Ma non è tutto. La variante K ha un’altra caratteristica che spiega perché l’influenza di quest’anno sembri più “tosta”. Ha molte mutazioni, più del solito. Mutazioni che la rendono meno simile al virus usato per produrre i vaccini antinfluenzali di questa stagione.
Attenzione: questo non significa che il vaccino non serva. Anzi. I vaccini restano fondamentali, soprattutto per proteggere dalle forme gravi, dalle complicazioni e dai ricoveri. Ma quando il virus cambia volto rapidamente, la copertura non può essere perfetta.
I virus influenzali sono dei veri trasformisti. Cambiano continuamente, accumulando piccole modifiche genetiche. Basta una variazione nelle proteine di superficie perché gli anticorpi facciano più fatica a riconoscerli. È per questo che il vaccino antinfluenzale va aggiornato ogni anno.
La scelta dei ceppi da inserire nel vaccino viene fatta dall’Organizzazione Mondiale della Sanità, osservando quali virus stanno circolando nell’emisfero opposto. Una previsione basata sui dati migliori disponibili, ma pur sempre una previsione.
Nel caso della variante K, il tempismo ha giocato un brutto scherzo. È emersa a febbraio 2025, ma è stata sequenziata solo a giugno, quando la selezione dei ceppi per i vaccini dell’emisfero nord era già conclusa. Risultato: il virus che circola oggi non è identico a quello contro cui ci siamo vaccinati.
C’è però una buona notizia. Studi recenti mostrano che i vaccini attuali stimolano comunque una risposta anticorpale sufficiente a proteggere dai sintomi più gravi.

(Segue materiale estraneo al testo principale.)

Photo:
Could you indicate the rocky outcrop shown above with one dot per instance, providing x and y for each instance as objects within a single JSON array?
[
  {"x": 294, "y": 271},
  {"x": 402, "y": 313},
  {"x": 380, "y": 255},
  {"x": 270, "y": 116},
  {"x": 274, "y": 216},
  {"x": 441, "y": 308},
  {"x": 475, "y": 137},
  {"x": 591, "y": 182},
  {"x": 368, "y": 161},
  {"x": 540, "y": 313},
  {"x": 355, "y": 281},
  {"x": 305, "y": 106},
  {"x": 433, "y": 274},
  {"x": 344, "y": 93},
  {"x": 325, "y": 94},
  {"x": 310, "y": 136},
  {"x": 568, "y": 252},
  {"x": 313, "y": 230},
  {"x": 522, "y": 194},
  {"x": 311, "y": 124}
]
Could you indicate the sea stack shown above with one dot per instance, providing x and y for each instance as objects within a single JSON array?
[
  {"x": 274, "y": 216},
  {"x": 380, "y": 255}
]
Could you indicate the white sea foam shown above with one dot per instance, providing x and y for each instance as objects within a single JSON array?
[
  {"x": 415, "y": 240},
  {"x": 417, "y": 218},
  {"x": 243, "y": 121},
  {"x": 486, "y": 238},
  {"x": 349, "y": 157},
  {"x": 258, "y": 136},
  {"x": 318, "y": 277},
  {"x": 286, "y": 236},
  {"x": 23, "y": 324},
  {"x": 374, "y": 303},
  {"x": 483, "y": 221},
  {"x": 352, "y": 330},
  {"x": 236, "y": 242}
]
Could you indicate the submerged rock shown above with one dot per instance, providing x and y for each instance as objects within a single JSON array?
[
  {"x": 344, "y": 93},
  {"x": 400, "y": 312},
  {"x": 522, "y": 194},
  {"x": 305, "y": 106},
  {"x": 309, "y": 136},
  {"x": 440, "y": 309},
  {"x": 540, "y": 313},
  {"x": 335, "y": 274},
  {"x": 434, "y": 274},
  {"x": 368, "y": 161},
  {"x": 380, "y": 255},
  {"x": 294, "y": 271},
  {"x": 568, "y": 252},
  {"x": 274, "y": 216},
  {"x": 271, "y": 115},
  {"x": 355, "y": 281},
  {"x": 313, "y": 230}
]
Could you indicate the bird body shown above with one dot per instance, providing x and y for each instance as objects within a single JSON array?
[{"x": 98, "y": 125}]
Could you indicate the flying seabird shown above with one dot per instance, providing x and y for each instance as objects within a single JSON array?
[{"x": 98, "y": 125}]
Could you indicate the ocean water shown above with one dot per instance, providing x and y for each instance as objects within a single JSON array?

Chi si vaccina può ammalarsi lo stesso, ma in genere con forme meno violente e meno pericolose.
Il vero problema è a livello microscopico. La variante K presenta 11 mutazioni in una proteina chiave, l’emoagglutinina. È quella specie di “spina” che il virus usa per agganciarsi alle cellule. Gli anticorpi mirano proprio lì. Se quella struttura cambia, l’aggancio diventa più difficile. Non impossibile, ma meno efficace.
Ecco perché quest’anno l’influenza sembra più lunga, più stancante, più fastidiosa. Il nostro sistema immunitario combatte, ma deve inseguire un bersaglio che si è spostato.
In conclusione, niente allarmismi ma neppure leggerezze. L’influenza 2026 non è più pericolosa in assoluto, ma è più insidiosa. Serve pazienza, attenzione ai sintomi, rispetto dei tempi di recupero e, per il futuro, una consapevolezza in più: i virus cambiano, e noi dobbiamo imparare a rincorrerli. Anche quando sembrano quelli di sempre.